To tie this together with the "favorite sitcoms" posts, I've always thought the "remote broadcast" episode of WKRP was great.

Rachel Legan said...
This comment has been removed by the author.
Rachel Legan said...

I read this to my brother (who is doing the morning show with me now) right before we did a news break this morning and we were laughing so hard I could barely get through the "serious" news stories.DeRoo loved it also because he emailed it to me.
I can't disagree with anything you wrote here.
The worst thing I ever did at a remote was gossip with a peddler about the "station bicylcle",a girl with whom he had just spent a wild night with in a hot tub.We were going on and on about her escapades with various staff members not knowing that the board operator back at the station had actually just gotten engaged to her!Cell phones weren't in use back then so our Promotions Director comes speeding up to the remote (at a pager store) freaking out saying "The Marty is on!The Marty is on!and whatshisname can hear EVERYTHING you guys are saying".
It's been 15 years since then and I learned to never again gossip about other co-workers at a remote (unless the mic is off..lol).As for the board-op,he still married the "bike" but they moved far,far away.

Loved it.
Rach

Cap'n Bob said...

Doug: I think your spelling is correct, and the words are in the right order. I have it written somewhere, but finding anything in my junky office takes weeks. BTW, they're supposed to be remaking this classic. I understand Klaatu etc. will be replaced with See Gee Eye.

Tallulah Morehead said...

The remake is all finished, and opens December 12, as I informed by the side of every city bus that passes my home. It stars Keanu Reeves, which means Klaatu this time will be out-acted by Gort.

"Klaatu barada Whoa!"

Anonymous said...

On the upside, Tallulah....this new version co-stars Jon Hamm, so if it's a big hit it will be a boost for MAD MEN.

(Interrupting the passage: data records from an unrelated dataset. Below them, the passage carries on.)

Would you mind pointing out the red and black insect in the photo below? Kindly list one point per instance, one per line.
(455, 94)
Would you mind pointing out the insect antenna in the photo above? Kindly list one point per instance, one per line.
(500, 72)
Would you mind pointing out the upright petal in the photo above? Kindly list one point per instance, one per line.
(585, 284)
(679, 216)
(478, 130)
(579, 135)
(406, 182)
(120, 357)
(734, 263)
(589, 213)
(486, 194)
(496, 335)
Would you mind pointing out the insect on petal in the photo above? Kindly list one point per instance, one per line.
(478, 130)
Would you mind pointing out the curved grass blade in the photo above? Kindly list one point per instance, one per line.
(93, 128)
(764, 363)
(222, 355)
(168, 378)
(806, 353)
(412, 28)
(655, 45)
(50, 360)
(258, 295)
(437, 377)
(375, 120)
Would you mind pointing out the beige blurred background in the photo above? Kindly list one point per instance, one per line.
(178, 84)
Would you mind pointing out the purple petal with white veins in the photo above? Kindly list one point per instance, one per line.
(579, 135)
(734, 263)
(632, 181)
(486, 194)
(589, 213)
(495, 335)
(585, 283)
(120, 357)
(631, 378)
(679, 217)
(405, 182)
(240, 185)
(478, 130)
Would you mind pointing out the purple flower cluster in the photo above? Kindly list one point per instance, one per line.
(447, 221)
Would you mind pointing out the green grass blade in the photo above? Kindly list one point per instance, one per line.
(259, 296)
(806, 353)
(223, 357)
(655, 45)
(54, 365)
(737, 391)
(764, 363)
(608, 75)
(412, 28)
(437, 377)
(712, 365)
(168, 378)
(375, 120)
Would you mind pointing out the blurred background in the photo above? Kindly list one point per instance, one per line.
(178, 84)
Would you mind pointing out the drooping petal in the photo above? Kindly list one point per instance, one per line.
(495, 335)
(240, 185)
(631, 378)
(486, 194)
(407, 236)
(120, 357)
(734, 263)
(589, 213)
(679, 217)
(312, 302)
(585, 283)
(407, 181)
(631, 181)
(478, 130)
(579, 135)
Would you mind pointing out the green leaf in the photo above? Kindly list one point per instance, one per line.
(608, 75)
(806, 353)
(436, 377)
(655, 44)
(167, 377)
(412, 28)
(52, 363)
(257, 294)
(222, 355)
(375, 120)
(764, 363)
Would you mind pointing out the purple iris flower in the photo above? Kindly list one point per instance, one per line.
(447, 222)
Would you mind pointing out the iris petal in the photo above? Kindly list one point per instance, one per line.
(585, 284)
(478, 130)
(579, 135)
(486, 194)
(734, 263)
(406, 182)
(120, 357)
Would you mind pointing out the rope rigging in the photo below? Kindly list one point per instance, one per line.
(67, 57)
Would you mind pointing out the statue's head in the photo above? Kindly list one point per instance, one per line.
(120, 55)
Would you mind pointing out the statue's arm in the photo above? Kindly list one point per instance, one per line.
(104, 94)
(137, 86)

And did you consider going into advertising during that era? I'm sure you would have been a big success, as you have the most critical quality needed--the ability to hold your liquor.

Tallulah Morehead said...

In my days, commericals were beneath movie stars, but I did host a 13-week game show called BLOTTO, based on a popular drinking game. For the full story, I refer you to my book: MY LUSH LIFE.

Anonymous said...

Hey Truck-ken Stevens, weren't you the guy who put the dead rat in Johnny Mitchell's skid-marked underparts at KERN?